私にとってのいい映画の条件は結構単純で、監督や役者含めて全ての作り手側人間たちが本当にいい映画
を作ろうという熱意が見ていてどれだけ伝わってくるかということである。映画の素晴らしさとはそうい
うことではないのか。情熱があるか、ないかが全てなのだ。最近、見た映画では『明日の記憶』はなかな
か良かった。はっきり言ってハリウッド映画は駄目だ。金儲けの匂いが強すぎて辟易させられる。もちろ
ん私の偏見もあるかも知れないがアメリカ映画を見ていると今流行の“格差社会”という言葉が頭にちら
ついて何となくうんざりさせられる。それに比べて日本映画は結構、頑張っているのではないか。今回、
見た『嫌われ松子の一生』も映画を通して表現することの喜びや熱意が伝わってきた。私は原作をまだ読
んでいないが、おそらく監督は原作を忠実に再現することではなく映画でしか表現できない可能性に挑戦
しようとしたのではないか。そんなことを感じさせられた映画だった。『嫌われ松子の一生』は不幸な女
の物語である。中谷美紀演ずる松子は中学教師を勤めるも、生徒の窃盗事件がきっかけで首になる。その
後太宰治に傾倒する作家志望の男と同棲し暴力を受ける。男は踏み切り自殺をする。それからその作家志
望の男の友人と不倫することになるが、男の妻にばれて捨てられる。ソープ嬢になり同棲中のヒモ男を殺
してしまう。自殺した作家志望の男の後を追って太宰治が心中した玉川上水で入水自殺しようとするとこ
ろを理髪店の男に拾われ同棲することになる。しかし結局警察に逮捕される。出所後、教師時代に首にな
る原因となった元生徒と再会する。ヤクザになっていた元生徒と同棲を始める。暴力に遇い友人に別れを
勧められるが、松子は「私は地獄まで(その男に)ついていく。それが私の幸せだ」と言い切る。その男
がある事件で逮捕され服役した後は一人暮らしを始める。53歳の時に何者かに殺害され荒川河川敷で死
体で発見される。と、まあこんな具合である。まさに不幸のオンパレードだ。しかしこの映画は、そんな
松子の一生を悲劇としてではなくミュージカルを交えたコメディーとして、メルヘンチックにそしてロマ
ンチックに描いていく。観客が求めている夢がいっぱい詰まった宝石箱のような、そんな映画だった。

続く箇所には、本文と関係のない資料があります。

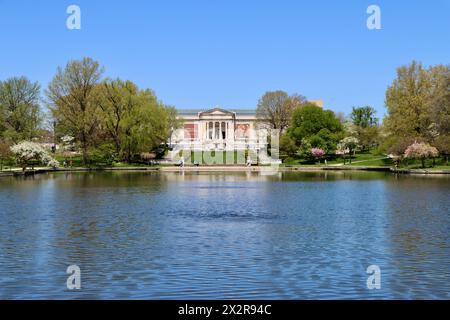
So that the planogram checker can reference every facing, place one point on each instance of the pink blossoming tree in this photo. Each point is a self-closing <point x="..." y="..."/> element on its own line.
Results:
<point x="421" y="151"/>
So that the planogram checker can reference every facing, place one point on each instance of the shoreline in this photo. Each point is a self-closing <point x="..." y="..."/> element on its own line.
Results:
<point x="230" y="169"/>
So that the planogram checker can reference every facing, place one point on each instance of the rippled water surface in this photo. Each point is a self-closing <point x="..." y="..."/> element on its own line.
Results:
<point x="234" y="235"/>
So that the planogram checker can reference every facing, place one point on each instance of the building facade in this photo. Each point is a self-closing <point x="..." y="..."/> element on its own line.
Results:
<point x="220" y="130"/>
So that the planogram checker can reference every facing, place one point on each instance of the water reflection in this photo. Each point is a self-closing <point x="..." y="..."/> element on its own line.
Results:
<point x="234" y="235"/>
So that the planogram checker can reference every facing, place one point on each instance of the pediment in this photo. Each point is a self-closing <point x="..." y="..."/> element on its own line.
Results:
<point x="217" y="112"/>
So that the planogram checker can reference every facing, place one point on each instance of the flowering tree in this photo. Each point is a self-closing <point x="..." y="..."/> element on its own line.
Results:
<point x="317" y="153"/>
<point x="28" y="151"/>
<point x="68" y="142"/>
<point x="421" y="151"/>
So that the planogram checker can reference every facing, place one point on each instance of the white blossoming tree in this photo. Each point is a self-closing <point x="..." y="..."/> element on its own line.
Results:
<point x="28" y="151"/>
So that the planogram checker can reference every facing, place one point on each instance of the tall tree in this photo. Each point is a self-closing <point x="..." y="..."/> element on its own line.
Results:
<point x="72" y="98"/>
<point x="407" y="102"/>
<point x="134" y="119"/>
<point x="316" y="127"/>
<point x="275" y="108"/>
<point x="439" y="99"/>
<point x="365" y="126"/>
<point x="20" y="112"/>
<point x="364" y="116"/>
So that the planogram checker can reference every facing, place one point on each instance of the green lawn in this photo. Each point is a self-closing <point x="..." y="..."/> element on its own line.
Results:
<point x="369" y="159"/>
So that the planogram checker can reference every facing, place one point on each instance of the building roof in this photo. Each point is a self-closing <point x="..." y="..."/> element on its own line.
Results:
<point x="194" y="112"/>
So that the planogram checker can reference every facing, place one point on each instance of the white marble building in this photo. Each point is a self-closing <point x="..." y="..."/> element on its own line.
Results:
<point x="219" y="129"/>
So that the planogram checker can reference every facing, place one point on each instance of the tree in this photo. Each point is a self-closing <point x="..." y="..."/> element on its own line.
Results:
<point x="28" y="151"/>
<point x="439" y="100"/>
<point x="364" y="117"/>
<point x="418" y="102"/>
<point x="20" y="113"/>
<point x="275" y="108"/>
<point x="73" y="103"/>
<point x="406" y="101"/>
<point x="442" y="143"/>
<point x="347" y="146"/>
<point x="5" y="152"/>
<point x="422" y="151"/>
<point x="134" y="119"/>
<point x="287" y="146"/>
<point x="320" y="127"/>
<point x="317" y="153"/>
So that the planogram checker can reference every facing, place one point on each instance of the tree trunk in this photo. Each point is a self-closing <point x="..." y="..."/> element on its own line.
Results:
<point x="85" y="149"/>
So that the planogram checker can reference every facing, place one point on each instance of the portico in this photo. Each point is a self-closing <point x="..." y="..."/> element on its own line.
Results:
<point x="219" y="129"/>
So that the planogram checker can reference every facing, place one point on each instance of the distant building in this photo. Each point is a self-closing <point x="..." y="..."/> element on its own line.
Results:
<point x="219" y="129"/>
<point x="222" y="130"/>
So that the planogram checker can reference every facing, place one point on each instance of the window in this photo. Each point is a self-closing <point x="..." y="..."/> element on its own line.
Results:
<point x="224" y="132"/>
<point x="190" y="131"/>
<point x="217" y="130"/>
<point x="210" y="127"/>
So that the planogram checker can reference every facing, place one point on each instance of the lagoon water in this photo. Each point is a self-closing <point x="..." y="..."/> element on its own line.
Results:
<point x="241" y="235"/>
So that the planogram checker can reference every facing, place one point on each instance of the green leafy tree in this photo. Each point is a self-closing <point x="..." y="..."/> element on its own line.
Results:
<point x="418" y="102"/>
<point x="442" y="143"/>
<point x="134" y="119"/>
<point x="73" y="101"/>
<point x="5" y="152"/>
<point x="275" y="109"/>
<point x="364" y="117"/>
<point x="320" y="127"/>
<point x="20" y="113"/>
<point x="439" y="99"/>
<point x="421" y="151"/>
<point x="27" y="151"/>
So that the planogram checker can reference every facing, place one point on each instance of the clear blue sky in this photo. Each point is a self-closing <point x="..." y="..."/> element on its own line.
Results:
<point x="197" y="54"/>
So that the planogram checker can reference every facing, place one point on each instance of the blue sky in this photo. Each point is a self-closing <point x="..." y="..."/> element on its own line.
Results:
<point x="199" y="54"/>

それで一体、不幸とは何なのだろうか。松子の一生は本当に不幸だったのか。たとえば世界の極貧困国や
地域には栄養失調で弱っていく我が子をなすすべもなく深い悲嘆の中で抱きかかえることしか出来ない母
親たちが何十億人といる。我々には決して無視してはいけない現実がある。しかし、そのような人たちを
ひと括りににして不幸と言うことは、どこか不遜な態度のようにも思える。悲惨であるということは必ず
しも不幸であることを意味するものではないのだ。悲惨とは他者の評価であり、幸福であるか不幸である
かは自己評価である。そして自己評価は自分が本当の自分をどれだけわかっているのか、愛しているのか
という魂の問題でもある。松子の一生は悲惨であると同時に幸福であったのかも知れない。松子が晩年住
んでいた不潔極まりないボロアパートがとても美しかった。色とりどりに塗りたくられた壁と窓から差し
込む光がゴミと埃にまみれた部屋に明と暗のコンストラストを作り出す。この映像に中島哲也監督のメッ
セージが込められているようにも感じた。人間の生のあるところ不幸もまた光り輝くのだと。